The official who provided this e-mail to CNN removed the other e-mail exchanges from other principals. That includes anything written by Nuland, who – as I reported – objected to a paragraph in the draft talking points that referenced prior threats against US and other foreign interests in Libya.
In that e-mail, according to source, Nuland wrote that such information “could be abused by members [of Congress] to beat up the State Department for not paying attention to warnings, so why would we want to feed that either? Concerned …”
The paragraph Nuland was “concerned” about was removed in its entirety. That e-mail has not been disputed by the administration.
I asked my original source today to explain the different wording on the Ben Rhodes e-mail, and the fact that the words “State Department” were not included in the e-mail provided to CNN’s Tapper.
This was my source’s response, via e-mail: “WH reply was after a long chain of email about State Dept concerns.

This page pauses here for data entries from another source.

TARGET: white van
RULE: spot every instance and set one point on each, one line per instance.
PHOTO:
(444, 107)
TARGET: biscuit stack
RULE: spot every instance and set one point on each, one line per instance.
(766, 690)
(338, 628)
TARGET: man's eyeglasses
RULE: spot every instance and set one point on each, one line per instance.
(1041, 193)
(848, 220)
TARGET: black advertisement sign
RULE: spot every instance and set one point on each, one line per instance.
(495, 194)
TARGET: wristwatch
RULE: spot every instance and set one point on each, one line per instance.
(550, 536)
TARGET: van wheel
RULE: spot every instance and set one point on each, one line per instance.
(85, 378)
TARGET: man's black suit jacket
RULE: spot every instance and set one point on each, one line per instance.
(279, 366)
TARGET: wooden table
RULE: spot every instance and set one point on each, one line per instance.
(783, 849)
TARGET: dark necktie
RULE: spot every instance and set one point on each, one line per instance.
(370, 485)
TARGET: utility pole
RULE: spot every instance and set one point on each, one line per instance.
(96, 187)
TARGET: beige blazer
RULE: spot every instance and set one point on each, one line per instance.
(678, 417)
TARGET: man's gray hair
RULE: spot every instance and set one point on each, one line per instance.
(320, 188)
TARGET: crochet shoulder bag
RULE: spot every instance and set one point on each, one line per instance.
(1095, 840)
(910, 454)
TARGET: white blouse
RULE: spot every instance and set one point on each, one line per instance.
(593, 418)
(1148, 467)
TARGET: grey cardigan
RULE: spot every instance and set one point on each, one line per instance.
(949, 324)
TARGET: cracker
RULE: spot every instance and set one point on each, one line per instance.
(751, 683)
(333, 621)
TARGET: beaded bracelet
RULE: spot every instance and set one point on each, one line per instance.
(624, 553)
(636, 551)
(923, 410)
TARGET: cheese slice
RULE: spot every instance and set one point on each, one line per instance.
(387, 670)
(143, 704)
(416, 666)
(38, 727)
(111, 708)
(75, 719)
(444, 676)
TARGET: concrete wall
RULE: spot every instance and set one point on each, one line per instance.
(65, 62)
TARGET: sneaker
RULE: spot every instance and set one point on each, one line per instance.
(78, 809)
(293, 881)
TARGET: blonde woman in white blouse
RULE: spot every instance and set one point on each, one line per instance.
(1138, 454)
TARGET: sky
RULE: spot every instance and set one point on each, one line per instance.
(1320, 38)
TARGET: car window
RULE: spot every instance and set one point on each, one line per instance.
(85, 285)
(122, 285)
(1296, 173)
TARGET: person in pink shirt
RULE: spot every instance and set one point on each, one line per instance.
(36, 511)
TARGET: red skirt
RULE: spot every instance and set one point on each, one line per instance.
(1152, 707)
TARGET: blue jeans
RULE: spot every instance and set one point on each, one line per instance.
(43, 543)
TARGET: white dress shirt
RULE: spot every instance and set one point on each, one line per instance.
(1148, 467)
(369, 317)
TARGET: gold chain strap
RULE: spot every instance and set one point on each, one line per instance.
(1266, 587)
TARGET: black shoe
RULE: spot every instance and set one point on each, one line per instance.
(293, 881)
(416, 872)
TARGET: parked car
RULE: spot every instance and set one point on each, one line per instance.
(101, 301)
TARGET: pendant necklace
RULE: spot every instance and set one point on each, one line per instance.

So when WH emailer says, take into account all equities, he is talking about the State equities, since that is what the email chain was about.”
The White House could still clear up this confusion by releasing the full e-mail transcripts that were provided for brief review by a select number of members of Congress earlier this year. If there’s “no ‘there’ there,” as President Obama himself claimed yesterday, a full release should help his case.
So the White House released just one in a chain of emails and will not release the full chain itself, which it then uses through a selective leak to cast doubt on what ABC News always said was a summary (but which may still be an accurate summary). Nice work.
The motives behind the edits also can be deduced from the edits themselves, which show that information damaging to the Obama campaign narrative was removed. That’s really all we need to know, and it supports the ABC News sources account.
Even David Petraeus termed the final version useless.
In the end, all the White House needed to do was get people to chase squirrels. And at that it succeeded, via Tapper.
Update: Stephen Hayes stands by his reporting as well (emphasis mine):
Neither of my pieces quoted the Rhodes email. This was no accident. Near-verbatim is not verbatim. My first piece quoted the House GOP report on Benghazi and reported that Rhodes suggested taking the issue to the Deputies Committee meeting scheduled for the next day. My second piece paraphrased the House report – attributing concerns to State Department spokesman Victoria Nuland, the author of the email to which Rhodes was replying, rather than the State Department generally – and reported that Rhodes suggested taking the issue to the Deputies Committee meeting scheduled for the next day. Rhodes did not respond to a request for comment from TWS before the original report on his emails….
There is one way the White House can ensure everyone is working from the original emails. It can release them publicly. That way, everyone can see exactly what was being said in real-time and in context. It would provide a better understanding of the issues at hand, something the White House claims to want….
To cite just one example: We don’t know who provided the Ben Rhodes email to CNN, but the leak did not include the earlier emails in the chain among top administration officials. If it had, we would know more about a curious reference on page 20 of the House GOP report. The report describes an email we now know was written by State Department spokeswoman Victoria Nuland, who wrote to the group that earlier edits to the Benghazi talking points did not “resolve all my issues or those of my building leadership.” And then, according to the House report, Nuland’s email reported “that the Department’s leadership was consulting with [national security staff].’”
Like I said, this entire diversion of leaking a single email out of a chain of emails to Tapper was simply meant to put critics of the administration back on their heels and to provide an excuse for White House defenders to throw around word like “doctored.”